ROANOKE TIMES Copyright (c) 1996, Roanoke Times DATE: Tuesday, May 21, 1996 TAG: 9605210108 SECTION: NATIONAL/INTERNATIONAL PAGE: A-3 EDITION: METRO DATELINE: WASHINGTON SOURCE: Associated Press
A congressional committee and civil rights leaders will press federal law enforcement officials today about their investigation of the mysterious burning of black churches in the South.
In the last five years, the Bureau of Alcohol, Tobacco and Firearms has investigated 129 church burnings across the United States. A disproportionate number - about 50 - have been the spiritual homes of black congregations in Dixie.
Congress must ``recognize that these burnings don't occur in a vacuum, but in a climate of hostility,'' said SCLC President Joseph Lowery, among the witnesses who will testify before the House Judiciary Committee. ``Some of the blame must fall on that part of the public sector,'' which has blamed ``black people and poor people for the economic uncertainty'' facing the nation.
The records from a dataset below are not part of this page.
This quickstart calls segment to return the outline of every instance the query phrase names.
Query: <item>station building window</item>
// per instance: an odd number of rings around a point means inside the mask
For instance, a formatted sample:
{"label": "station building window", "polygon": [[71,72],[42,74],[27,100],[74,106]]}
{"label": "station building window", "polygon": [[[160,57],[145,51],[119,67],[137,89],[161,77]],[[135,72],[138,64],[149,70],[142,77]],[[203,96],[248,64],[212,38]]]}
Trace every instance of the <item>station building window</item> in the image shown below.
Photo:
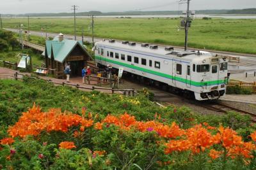
{"label": "station building window", "polygon": [[113,52],[110,52],[110,57],[114,57],[114,53]]}
{"label": "station building window", "polygon": [[127,61],[132,62],[132,56],[127,55]]}
{"label": "station building window", "polygon": [[149,60],[149,66],[152,67],[152,60]]}
{"label": "station building window", "polygon": [[134,57],[134,62],[139,64],[139,58],[137,57]]}
{"label": "station building window", "polygon": [[141,59],[141,64],[147,66],[147,60],[145,59]]}
{"label": "station building window", "polygon": [[116,58],[116,59],[119,59],[119,53],[115,53],[115,58]]}
{"label": "station building window", "polygon": [[160,62],[155,61],[155,67],[157,69],[160,69]]}
{"label": "station building window", "polygon": [[125,55],[121,53],[121,60],[125,60]]}
{"label": "station building window", "polygon": [[182,74],[182,65],[180,64],[176,64],[176,74]]}
{"label": "station building window", "polygon": [[210,71],[210,65],[209,64],[202,64],[196,66],[197,73],[204,73],[209,71]]}
{"label": "station building window", "polygon": [[216,73],[218,71],[218,66],[212,66],[212,73]]}

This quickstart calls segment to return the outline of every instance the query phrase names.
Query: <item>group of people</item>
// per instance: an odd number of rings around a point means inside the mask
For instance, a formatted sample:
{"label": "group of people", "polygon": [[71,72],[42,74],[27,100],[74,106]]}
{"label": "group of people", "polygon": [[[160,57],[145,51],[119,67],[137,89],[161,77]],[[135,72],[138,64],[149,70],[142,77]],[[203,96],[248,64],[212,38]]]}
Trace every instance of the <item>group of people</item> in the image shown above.
{"label": "group of people", "polygon": [[[90,75],[91,75],[92,72],[91,72],[91,69],[90,68],[90,66],[87,66],[87,69],[86,67],[84,67],[83,69],[82,69],[82,78],[83,78],[83,83],[86,83],[86,79],[88,81],[88,82],[90,81]],[[84,77],[86,78],[84,79]]]}
{"label": "group of people", "polygon": [[[65,68],[64,73],[67,75],[67,82],[69,82],[69,77],[70,75],[71,69],[68,65]],[[83,78],[83,83],[86,83],[86,80],[89,81],[90,81],[90,75],[91,75],[92,72],[90,68],[90,66],[84,67],[82,69],[82,78]]]}

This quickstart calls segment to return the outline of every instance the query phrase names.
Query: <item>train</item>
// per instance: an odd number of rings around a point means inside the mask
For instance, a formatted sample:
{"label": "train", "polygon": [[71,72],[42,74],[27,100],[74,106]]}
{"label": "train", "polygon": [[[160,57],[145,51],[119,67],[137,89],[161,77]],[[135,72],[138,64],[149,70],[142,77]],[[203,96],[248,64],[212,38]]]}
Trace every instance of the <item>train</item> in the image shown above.
{"label": "train", "polygon": [[99,67],[123,67],[125,73],[179,90],[198,101],[225,95],[228,62],[225,57],[114,39],[95,43],[93,50]]}

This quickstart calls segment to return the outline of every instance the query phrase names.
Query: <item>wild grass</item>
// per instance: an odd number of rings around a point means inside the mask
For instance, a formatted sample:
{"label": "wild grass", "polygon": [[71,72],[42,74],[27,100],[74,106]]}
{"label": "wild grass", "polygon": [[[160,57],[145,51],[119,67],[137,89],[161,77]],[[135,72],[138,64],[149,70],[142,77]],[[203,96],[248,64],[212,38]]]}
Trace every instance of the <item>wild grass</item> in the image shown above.
{"label": "wild grass", "polygon": [[[90,18],[77,18],[77,34],[91,36]],[[177,31],[179,20],[174,18],[96,18],[96,37],[183,46],[184,31]],[[19,23],[27,27],[26,18],[4,18],[4,27],[15,28]],[[256,53],[255,19],[196,19],[189,32],[189,46],[239,53]],[[72,18],[34,18],[31,30],[74,34]]]}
``The so-called angry white males have been led to believe that affirmative action and welfare are responsible for their economic dilemma'' and that is wrong, said Lowery.
The Judiciary Committee has called some of the nation's top law enforcement officials to testify at today's hearing. Among the witnesses: Deputy Attorney General Duval Patrick, head of the Justice Department's Civil Rights Division; John Magaw, director of the Bureau of Alcohol, Tobacco and Firearms; and Neil Gallagher, head of the FBI's Criminal Investigative Division.
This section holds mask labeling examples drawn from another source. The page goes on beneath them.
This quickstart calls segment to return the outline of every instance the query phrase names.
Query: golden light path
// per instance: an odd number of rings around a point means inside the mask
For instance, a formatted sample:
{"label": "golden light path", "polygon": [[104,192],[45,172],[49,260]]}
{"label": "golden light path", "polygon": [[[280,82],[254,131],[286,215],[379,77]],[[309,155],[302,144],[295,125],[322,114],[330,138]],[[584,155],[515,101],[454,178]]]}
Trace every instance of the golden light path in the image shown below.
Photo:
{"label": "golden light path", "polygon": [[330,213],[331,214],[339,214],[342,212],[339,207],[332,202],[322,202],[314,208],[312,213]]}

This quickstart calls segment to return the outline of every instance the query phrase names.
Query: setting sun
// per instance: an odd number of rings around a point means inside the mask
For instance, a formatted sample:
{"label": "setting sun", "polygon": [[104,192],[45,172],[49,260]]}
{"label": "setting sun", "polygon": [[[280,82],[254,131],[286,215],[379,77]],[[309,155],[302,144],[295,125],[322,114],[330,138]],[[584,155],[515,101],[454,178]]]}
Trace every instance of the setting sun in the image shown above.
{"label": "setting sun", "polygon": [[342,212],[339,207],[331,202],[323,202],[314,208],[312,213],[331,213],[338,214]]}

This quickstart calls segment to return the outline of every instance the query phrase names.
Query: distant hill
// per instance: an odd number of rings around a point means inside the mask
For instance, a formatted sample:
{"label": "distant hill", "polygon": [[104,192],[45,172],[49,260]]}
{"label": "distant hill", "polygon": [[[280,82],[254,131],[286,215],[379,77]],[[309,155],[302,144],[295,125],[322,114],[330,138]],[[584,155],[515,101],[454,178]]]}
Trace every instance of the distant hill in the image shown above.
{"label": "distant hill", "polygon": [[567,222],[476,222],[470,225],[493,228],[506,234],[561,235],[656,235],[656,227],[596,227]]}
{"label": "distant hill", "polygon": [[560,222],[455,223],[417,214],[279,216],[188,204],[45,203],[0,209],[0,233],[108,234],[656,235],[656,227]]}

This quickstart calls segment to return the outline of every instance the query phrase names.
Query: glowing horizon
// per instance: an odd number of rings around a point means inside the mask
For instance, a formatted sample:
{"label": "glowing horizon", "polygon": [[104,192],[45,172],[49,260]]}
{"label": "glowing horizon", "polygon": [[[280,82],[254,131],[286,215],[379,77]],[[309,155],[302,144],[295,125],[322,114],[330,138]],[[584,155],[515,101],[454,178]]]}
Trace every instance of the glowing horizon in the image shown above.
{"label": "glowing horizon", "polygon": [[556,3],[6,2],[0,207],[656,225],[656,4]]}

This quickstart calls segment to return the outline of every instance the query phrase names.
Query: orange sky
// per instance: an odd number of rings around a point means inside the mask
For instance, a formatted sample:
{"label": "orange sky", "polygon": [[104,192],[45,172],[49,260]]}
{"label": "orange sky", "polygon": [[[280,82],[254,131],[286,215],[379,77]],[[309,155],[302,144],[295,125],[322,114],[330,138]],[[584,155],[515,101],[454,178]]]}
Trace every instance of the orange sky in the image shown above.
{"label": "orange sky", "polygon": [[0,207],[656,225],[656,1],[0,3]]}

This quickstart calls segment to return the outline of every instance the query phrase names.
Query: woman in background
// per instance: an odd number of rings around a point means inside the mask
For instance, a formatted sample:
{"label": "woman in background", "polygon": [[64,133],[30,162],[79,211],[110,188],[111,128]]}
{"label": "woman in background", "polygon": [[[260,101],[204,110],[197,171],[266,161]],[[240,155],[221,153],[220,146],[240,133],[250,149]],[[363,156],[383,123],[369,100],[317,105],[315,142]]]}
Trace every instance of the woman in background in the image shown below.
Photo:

``The multi-agency investigation'' of church arson fires has a top priority and has produced some results - 17 of the cases have been resolved, said Myron Marlin, a Justice Department spokesman. Three people in Mississippi and three others in Tennessee received prison terms for setting fires in black churches.
Although there has been a racial motive to some of the church burnings and some people have been convicted of setting more than one fire, no common thread has been found for most of the fires, said Marlin.
Today's hearing is for oversight rather than legislative purposes, said Sam Stratman, a spokesman for Committee Chairman Henry Hyde, R-Ill.
There are already federal laws on the books against such terrorist acts and hate crimes, he explained. But the committee wants to know whether enough resources are available for the on-going investigations.